Á morte da Ex.ma Sr.a D. M. Henriqueta de Campos Valdez

Bella, graciosa e timida, Na aurora da existencia Rosa de grata essencia Sorrias em botão! A luz do sol explendido Vinha inundar-te a frente, Suave e docemente Beijar-te a viração!

Como os affectos intimos Da maternal ternura Enchiam de ventura, A tua vida em flor! E como a face candida Serena, reflectia A magica poesia D'ess'alma toda amor!

Dos pensamentos lugubres, Das ambições da terra, Das maguas que ella encerra, Dos crimes que contém, Jámais a teu espirito Chegará o som profundo, Anjo descido ao mundo Só para amar o bem!

Um dia, a immensa abobada, Azul e resplendente, Toldou-se de repente Ao sopro do tufão! Era o primeiro fremito, Nuncio da tempestade, Que vinha sem piedade Rosa, lançar-te ao chão.

Ao ver abrir-se o tumulo Sorrias sem receio, E se a teus olhos veiu Funda expressão de dor, Foi quando a boca tremula Da mãe que te perdia, Á tua enfim se unia, Com mais profundo amor!

Então, como ella, pallida, Soltando o extremo alento, Volveste num momento Á gloria perennal! E logo fria, gellida, Sem ter nem cor nem vida, Par'ceste adormecida, No seio maternal!

Setembro de 1856.

XXIV

PARISINA

A Pedro Jacome Corrêa

MEU CARO AMIGO.

A idéa de emprehender a imitação d'este bello romance do autor do Child-Harold, devo-a ao meu amigo. A obra teria ficado em meio, se não fossem os desejos que manifestou de vel-a concluida. É por isto que tomo a liberdade de lh'a offerecer agora que vou dal-a ao publico.

Chamo-lhe imitação, porque me parece mais modesto o titulo, posto não seja essa a opinião geral, nem talvez fosse a minha noutras circumstancias. Nesta porém, creio que mais distante ficaria do original, quanto mais escrupulosamente intentasse aproximar-me d'elle.
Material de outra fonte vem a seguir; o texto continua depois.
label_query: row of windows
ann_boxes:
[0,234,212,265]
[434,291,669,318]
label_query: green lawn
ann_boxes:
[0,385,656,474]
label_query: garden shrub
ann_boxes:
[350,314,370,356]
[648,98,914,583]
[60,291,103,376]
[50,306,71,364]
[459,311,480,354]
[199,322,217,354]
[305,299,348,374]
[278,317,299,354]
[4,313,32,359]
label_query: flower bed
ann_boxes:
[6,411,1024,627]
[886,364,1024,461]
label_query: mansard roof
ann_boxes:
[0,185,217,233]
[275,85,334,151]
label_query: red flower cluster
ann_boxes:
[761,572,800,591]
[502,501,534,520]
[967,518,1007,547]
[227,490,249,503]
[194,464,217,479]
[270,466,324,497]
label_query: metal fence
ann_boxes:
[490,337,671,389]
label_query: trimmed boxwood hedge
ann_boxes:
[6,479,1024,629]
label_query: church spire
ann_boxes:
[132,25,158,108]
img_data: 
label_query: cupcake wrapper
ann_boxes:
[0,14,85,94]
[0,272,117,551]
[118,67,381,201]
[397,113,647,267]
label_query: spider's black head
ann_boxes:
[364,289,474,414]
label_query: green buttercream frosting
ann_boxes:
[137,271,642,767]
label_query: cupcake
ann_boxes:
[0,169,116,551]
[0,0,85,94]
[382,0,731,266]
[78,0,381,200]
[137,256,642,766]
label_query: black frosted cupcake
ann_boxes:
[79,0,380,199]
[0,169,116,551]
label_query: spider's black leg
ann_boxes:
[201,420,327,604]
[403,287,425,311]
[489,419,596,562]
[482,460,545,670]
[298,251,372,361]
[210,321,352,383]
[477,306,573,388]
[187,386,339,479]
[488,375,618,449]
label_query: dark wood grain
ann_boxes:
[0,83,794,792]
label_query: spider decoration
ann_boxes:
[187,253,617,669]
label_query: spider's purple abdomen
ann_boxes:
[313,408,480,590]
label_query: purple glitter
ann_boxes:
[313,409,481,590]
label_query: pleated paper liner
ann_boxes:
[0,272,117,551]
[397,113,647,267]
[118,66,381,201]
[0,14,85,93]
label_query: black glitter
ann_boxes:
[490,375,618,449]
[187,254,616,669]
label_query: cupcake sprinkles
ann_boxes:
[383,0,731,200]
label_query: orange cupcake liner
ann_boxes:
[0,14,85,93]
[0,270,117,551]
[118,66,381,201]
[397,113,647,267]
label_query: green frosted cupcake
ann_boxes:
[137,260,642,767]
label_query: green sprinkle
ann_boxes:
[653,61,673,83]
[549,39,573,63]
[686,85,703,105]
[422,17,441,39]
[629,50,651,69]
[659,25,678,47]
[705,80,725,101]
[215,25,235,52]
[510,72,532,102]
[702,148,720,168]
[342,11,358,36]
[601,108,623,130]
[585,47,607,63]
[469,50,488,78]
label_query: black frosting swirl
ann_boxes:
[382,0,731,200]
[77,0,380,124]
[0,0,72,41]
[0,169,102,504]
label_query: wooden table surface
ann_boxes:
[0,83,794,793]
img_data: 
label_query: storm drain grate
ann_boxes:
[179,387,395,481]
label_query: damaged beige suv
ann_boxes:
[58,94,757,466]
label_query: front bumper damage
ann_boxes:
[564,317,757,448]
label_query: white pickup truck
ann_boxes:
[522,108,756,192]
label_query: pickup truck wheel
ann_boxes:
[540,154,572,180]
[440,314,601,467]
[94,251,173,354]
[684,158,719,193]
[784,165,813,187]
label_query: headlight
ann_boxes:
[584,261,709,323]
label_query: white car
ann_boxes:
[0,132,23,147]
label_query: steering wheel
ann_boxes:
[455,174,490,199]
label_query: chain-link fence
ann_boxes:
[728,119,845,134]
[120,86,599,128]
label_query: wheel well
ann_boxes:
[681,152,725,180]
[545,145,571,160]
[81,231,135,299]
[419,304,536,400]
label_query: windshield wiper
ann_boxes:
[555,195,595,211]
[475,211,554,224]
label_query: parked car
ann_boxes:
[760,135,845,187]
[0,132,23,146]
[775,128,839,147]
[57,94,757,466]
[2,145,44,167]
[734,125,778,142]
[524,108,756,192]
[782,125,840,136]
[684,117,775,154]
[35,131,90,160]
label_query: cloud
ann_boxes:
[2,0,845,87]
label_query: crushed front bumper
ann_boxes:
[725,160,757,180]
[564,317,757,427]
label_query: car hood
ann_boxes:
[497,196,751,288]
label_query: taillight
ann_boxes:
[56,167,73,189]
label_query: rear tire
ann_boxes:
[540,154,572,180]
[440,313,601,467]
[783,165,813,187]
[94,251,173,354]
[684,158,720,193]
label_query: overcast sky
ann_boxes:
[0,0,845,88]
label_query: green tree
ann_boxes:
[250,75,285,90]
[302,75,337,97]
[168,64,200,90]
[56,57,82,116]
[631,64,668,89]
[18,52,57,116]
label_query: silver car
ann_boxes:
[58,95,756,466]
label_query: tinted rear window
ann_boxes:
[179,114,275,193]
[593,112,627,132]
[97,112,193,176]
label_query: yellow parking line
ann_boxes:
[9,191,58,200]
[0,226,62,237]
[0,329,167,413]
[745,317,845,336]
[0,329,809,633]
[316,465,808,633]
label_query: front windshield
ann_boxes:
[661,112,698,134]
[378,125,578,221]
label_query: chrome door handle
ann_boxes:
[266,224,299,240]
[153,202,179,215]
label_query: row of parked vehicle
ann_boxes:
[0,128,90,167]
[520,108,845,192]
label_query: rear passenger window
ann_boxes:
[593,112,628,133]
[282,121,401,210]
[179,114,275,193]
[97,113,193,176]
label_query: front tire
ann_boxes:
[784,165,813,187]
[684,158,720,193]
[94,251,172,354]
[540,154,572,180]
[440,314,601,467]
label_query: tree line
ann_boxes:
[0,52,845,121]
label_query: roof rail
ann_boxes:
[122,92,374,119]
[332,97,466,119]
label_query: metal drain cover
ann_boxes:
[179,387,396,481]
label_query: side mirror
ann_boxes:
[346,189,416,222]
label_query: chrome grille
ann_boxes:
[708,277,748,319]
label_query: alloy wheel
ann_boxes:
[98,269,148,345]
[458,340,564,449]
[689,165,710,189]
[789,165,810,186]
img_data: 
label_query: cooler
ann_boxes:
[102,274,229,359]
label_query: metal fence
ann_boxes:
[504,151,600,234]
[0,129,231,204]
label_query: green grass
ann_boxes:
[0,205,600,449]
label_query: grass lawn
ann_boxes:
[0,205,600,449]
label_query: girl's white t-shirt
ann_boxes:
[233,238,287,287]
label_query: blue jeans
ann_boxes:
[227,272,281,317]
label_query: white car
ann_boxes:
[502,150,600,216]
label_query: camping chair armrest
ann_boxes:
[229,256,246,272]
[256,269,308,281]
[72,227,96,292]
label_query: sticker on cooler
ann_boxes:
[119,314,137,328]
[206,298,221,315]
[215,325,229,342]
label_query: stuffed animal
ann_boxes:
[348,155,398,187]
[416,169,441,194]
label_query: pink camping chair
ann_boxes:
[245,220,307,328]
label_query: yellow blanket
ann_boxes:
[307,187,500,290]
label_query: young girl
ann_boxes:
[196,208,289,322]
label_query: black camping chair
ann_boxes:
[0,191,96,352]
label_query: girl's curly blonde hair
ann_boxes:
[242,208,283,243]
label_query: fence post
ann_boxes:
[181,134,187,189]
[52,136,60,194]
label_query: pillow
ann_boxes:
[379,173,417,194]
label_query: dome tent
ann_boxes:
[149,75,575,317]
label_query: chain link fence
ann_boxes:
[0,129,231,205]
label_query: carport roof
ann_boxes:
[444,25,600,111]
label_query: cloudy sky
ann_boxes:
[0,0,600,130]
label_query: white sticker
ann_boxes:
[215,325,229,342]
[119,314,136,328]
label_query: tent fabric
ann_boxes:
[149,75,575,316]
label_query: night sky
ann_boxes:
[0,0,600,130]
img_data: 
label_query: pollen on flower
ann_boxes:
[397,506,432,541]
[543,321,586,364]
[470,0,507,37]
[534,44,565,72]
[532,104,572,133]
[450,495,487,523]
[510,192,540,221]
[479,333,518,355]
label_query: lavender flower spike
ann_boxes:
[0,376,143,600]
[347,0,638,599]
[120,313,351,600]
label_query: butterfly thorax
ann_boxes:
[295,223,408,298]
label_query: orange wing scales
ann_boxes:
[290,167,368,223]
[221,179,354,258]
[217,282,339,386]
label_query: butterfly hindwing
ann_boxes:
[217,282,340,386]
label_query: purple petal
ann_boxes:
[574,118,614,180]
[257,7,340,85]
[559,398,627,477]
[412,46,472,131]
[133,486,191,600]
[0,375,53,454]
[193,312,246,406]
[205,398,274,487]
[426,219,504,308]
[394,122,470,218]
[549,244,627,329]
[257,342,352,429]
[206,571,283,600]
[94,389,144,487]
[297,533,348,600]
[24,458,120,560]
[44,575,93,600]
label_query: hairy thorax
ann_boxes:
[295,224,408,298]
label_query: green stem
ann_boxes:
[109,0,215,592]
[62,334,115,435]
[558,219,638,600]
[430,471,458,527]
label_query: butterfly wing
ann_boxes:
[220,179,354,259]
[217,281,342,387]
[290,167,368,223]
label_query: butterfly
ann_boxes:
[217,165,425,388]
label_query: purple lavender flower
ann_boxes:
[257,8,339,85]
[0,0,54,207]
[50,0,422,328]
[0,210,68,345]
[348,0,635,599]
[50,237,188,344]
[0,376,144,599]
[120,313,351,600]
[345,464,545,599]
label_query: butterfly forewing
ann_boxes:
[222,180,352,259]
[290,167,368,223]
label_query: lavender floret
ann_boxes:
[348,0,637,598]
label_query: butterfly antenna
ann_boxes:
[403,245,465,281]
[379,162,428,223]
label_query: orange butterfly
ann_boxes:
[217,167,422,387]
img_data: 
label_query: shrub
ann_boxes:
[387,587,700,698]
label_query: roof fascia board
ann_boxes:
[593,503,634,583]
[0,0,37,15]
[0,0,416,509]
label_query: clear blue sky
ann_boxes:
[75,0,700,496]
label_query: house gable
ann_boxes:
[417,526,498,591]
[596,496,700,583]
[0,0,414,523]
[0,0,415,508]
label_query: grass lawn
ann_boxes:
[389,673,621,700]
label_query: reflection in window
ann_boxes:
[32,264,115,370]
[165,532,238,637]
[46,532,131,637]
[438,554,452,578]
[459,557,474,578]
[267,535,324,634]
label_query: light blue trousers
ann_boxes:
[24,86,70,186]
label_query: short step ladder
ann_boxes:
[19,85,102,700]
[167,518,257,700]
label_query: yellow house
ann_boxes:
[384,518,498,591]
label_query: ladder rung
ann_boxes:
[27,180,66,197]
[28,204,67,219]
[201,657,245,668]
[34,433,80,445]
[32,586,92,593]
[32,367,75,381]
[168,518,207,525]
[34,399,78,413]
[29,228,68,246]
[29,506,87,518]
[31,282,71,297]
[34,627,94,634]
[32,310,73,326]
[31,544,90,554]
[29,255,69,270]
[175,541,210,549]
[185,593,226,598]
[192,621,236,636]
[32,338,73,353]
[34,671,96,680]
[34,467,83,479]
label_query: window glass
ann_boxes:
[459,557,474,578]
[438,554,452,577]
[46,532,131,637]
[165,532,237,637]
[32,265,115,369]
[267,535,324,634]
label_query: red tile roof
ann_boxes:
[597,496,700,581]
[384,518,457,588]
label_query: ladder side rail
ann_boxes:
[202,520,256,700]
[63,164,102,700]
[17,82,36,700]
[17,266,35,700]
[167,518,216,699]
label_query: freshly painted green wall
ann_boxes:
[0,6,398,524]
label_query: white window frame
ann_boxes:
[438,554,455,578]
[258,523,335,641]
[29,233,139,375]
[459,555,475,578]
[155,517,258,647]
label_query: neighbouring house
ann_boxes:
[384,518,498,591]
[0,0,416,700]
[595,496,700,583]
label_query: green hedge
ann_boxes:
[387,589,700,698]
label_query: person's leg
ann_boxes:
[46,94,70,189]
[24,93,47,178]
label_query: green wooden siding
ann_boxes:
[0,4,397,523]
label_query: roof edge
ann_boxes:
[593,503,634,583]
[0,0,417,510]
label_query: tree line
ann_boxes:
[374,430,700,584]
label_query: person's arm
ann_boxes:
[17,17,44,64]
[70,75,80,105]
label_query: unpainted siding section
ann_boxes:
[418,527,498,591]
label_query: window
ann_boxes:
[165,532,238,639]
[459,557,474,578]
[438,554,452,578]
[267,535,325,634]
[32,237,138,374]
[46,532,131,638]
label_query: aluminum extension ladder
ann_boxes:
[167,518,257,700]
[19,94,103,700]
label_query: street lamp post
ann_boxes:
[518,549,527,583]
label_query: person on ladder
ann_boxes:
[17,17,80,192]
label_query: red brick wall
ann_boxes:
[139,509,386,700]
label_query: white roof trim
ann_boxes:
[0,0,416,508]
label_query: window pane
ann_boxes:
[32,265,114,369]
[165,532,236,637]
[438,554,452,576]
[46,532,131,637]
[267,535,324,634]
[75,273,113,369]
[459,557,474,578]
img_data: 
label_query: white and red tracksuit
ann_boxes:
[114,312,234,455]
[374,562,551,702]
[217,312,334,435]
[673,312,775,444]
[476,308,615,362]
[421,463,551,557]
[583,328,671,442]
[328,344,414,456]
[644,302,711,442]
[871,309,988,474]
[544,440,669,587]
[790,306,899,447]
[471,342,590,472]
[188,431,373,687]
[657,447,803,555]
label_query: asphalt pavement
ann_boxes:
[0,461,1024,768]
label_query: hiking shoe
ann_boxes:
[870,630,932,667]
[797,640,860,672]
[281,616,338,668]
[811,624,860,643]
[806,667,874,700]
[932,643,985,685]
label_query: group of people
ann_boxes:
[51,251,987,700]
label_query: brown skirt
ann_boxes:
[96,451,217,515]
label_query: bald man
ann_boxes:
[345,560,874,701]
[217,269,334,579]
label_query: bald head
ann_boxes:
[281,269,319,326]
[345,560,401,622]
Não sei se faço perceber bem a minha idéa: intendo que interpretar as obras do genio, é mais difficil do que imital-as de longe. A traducção deve ser a copia fiel; e como copiar os arrojos do maior poeta que tem tido este seculo?! Ainda assim procurei, quanto pude, seguir o pensamento predominante da composição, e conservar alguns toques da cor primitiva do quadro. Não sei se o alcancei. Se numa ou noutra passagem menos infeliz da minha tentativa o leitor sentir aquelle sabor particular que se encontra em todas as composições do grande poeta, dar-me-hei por satisfeito; se, como é mais provavel, nem isso houver conseguido, terei o castigo na indifferença publica. Com o que eu decerto conto é com a benevolencia do meu bom amigo para desculpar a insignificancia d'esta offerta ao

Seu do coração

Janeiro de 1857.

BULHÃO PATO.

PARISINA

Imitação

I

É na hora, em que a voz bella e sentida Do meigo rouxinol, entre a folhagem Das balsas escondido, solta ao vento A saudosa canção do fim do dia: Hora solemne e grata em que os amantes Renovam mil protestos de ternura, De constancia e d'amor; em que o susurro Da fresca viração vai confundir-se Co'o murmurar da trepida corrente. De cristalino orvalho borrifadas, As vicejantes flores da campina Mais vivo aroma espargem no ambiente. Accendem-se no ceo milhões de estrellas, É mais escuro o azul á flor das vagas, E a verdura do bosque é mais sombria. Entre as trevas e a luz, o firmamento Jaz velado por languido crepusculo, Que rapido se esvai nos frouxos raios Da lua, despontando no horisonte.